Donnerstag, 21. April 2016

In Töpfen und Körben und ein Papagei





Heute fange ich mit einem Vogel an. 
Im letzten Jahr bekam ich von Freunden ein großes, altes Vogelhaus für den Garten geschenkt. Ich habe euch schon öfter Bilder von dem Haus gezeigt. Jetzt zog endlich der längst geplante Papagei ein.




Jetzt ist das Haus perfekt und ich freue mich über  den Neuzugang.

Für die Keramiker unter euch: Da mein Ofen für eine so große Arbeit nicht genug Platzt bietet, habe ich den Papagei in Körper und Schwanz geteilt. Nach dem Brennen wurden die beiden Teile zusammengesetzt.

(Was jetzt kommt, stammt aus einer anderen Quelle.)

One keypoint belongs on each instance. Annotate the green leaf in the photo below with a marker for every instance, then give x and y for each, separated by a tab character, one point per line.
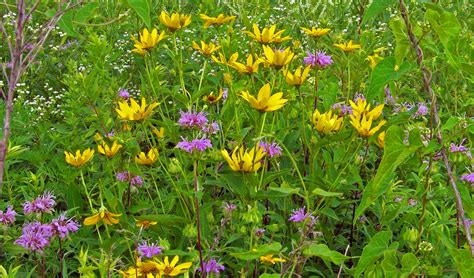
323	251
376	8
395	153
142	8
383	73
263	250
324	193
463	261
373	251
409	264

Was gibt es schöneres als blühende Frühlingsblumen. Überall im Garten und am Haus verteile ich jedes Jahr Töpfe mit Stiefmütterchen und anderen früh blühenden Pflanzen.



Bellis vertragen auch schattige Standorte, deshalb stelle ich immer einige Pflanzen in den Hauseingang.





Auf der Terrassse blühen Hyazinthen und Hornveilchen. Wenn die Hyazinthen verblüht sind, haben sich die Hornveilchen so gut entwickelt, dass sie die verblühten Pflanzen überwuchern.




Obwohl überall im Garten Primeln blühen, pflanze ich auch welche in Blumentöpfe und verteile sie im Garten wie hier vor dem Gartenhaus.




Immer wieder verirren sich kleine Primeln in den Rasen. Zum Abmähen sind sie mir zu schade und so gelangen auch sie in kleine Töpfe. Schnell entsteht auf der Fensterbank eine kleine Sammlung. mit Minitöpfen.





Nicht alles muss blühen. Auch Hauswurz gehört unbedingt dazu und bereichert meinen Topfgarten.




Ob dicke Rosetten wie oben oder ganz klein, die vielen Formen der immergrünen Sempervivum und Co. sind einfach herzig.




Am Gartenhaus darf auch mein Winterkranz noch etwas stehen bleiben. Wenn es genug regnet, wird er wieder schön grün.




Das letzte Bild meiner kleinen Auswahl aus meinen vielen Töpfen noch einmal Hyazinthen mit Hornveilchen. In diesem Frühjahr meine Lieblingskombination.